IF YOU cast your mind back to the 1990s when Northern Ireland was edging towards the Belfast Agreement, you might recall something called ‘deliberative democracy’ was rather in vogue.
Essentially its premise ran - whatever evidence the ballot box might show to the contrary, voters are not getting the representation they want or deserve. Politicians are a sorry crowd and they should be cut out of decision making and replaced by a selection of community groups, interested parties, businessmen and plenty of nice reasonable women.
For a while it was actually seriously suggested that any political deal was likely to rest upon principles of deliberative democracy. Luckily wiser heads prevailed and the Good Friday Agreement, for all its faults, handed authority largely to democratically elected politicians.
The people of Northern Ireland, however unfortunate their choice, would get precisely the representatives they wanted and deserved. And the most high profile concession to deliberative democracy would be a toothless ‘Civic Forum’ (currently in disuse).
The concept did not die, however, and its manifestations were not restricted to a benign consultative forum.
We have, in Northern Ireland, an unparalleled range of commissions, government funded busybodies and Quangos. Most notably we have a human rights industry, sponsored by the Northern Ireland Human Rights Commission, which has taken on a life of its own.

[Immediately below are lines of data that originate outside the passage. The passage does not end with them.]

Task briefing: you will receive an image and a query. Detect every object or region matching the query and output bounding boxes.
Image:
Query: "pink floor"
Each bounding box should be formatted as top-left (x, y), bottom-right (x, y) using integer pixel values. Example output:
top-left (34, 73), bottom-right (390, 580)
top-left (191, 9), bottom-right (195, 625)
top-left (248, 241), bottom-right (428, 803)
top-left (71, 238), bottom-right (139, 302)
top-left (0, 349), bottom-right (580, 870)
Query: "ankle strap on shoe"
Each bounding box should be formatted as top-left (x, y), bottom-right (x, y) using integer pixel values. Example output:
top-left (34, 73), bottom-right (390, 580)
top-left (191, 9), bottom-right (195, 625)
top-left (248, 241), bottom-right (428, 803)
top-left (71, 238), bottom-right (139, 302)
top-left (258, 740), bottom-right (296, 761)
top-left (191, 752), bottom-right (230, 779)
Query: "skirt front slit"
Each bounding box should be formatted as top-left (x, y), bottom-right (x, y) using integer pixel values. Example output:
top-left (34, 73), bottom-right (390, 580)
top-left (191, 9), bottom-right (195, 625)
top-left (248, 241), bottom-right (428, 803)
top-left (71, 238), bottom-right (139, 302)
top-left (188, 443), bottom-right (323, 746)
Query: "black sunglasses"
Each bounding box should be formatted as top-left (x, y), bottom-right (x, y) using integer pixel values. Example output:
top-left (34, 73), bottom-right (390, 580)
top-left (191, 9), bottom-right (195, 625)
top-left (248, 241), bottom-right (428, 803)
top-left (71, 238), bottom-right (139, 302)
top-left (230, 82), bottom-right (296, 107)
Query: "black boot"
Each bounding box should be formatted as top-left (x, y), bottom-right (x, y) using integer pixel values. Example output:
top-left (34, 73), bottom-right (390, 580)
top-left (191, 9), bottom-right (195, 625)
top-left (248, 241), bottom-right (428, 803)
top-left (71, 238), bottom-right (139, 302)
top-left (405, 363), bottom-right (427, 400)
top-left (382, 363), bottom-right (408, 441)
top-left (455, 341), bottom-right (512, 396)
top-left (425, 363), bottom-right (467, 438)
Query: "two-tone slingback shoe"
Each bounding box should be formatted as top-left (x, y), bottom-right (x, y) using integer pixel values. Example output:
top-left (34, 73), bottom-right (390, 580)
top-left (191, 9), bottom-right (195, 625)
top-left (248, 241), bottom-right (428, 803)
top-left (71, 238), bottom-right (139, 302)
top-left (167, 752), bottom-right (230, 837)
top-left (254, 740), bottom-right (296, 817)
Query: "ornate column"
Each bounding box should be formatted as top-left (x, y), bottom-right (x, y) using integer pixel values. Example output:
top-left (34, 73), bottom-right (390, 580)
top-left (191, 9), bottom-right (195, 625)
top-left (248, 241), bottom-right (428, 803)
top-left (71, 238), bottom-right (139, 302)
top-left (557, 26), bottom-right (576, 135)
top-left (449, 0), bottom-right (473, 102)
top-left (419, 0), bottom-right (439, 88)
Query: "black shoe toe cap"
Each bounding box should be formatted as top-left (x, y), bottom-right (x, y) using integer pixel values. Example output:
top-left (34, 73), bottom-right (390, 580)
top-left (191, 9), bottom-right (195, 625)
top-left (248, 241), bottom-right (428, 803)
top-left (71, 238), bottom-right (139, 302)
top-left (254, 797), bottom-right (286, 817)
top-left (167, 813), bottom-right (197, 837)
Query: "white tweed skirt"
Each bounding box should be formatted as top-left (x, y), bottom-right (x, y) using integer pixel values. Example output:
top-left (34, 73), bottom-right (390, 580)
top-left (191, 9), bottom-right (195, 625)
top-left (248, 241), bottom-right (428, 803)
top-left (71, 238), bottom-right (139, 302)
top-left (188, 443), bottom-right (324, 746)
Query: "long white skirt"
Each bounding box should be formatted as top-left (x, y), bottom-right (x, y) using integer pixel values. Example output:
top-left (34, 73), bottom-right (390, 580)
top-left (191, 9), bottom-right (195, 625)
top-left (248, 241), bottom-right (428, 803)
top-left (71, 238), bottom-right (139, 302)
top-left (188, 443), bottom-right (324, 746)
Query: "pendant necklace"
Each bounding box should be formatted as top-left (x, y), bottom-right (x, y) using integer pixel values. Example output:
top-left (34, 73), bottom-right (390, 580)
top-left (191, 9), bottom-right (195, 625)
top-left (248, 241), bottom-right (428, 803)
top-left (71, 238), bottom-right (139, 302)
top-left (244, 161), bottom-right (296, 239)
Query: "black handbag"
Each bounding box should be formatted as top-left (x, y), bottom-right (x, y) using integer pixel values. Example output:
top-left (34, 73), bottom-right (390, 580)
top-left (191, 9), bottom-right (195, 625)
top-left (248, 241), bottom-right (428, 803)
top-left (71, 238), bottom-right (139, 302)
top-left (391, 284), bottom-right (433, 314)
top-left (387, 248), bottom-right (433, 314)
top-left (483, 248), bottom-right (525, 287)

Lately you will have received through your letterbox a leaflet from the ‘Human Rights Consortium’ exhorting you to write to the Secretary of State demanding protection for ’rights like health, housing and education’.
This is part of a high profile campaign, spearheaded by the NIHRC’s Chief Commissioner, Monica McWilliams, to save a Bill of Rights which has been dismissed as unworkable by the government, the Tories and unionist politicians.
The Human Rights Commission, which was itself established by the Belfast accord, spent ten expensive years assembling recommendations for a Bill which entirely ignored the Agreement’s remit. It was an astonishing failure, given the scope for developing rights aimed at achieving equality and tackling the particular circumstances of Northern Ireland’s divided society.
Instead the body and its various offshoots, such as the Bill of Rights Forum, chose to replicate existing rights and champion a battery of social and economic entitlements. Following criticism from the Conservatives, the Secretary of State and unionist commissioners, an official government consultation concluded that the NIHRC’s report was unusable. Which should ‘by rights’ have put an end to the whole exercise, you might think! After all, the government does bank roll the Commission.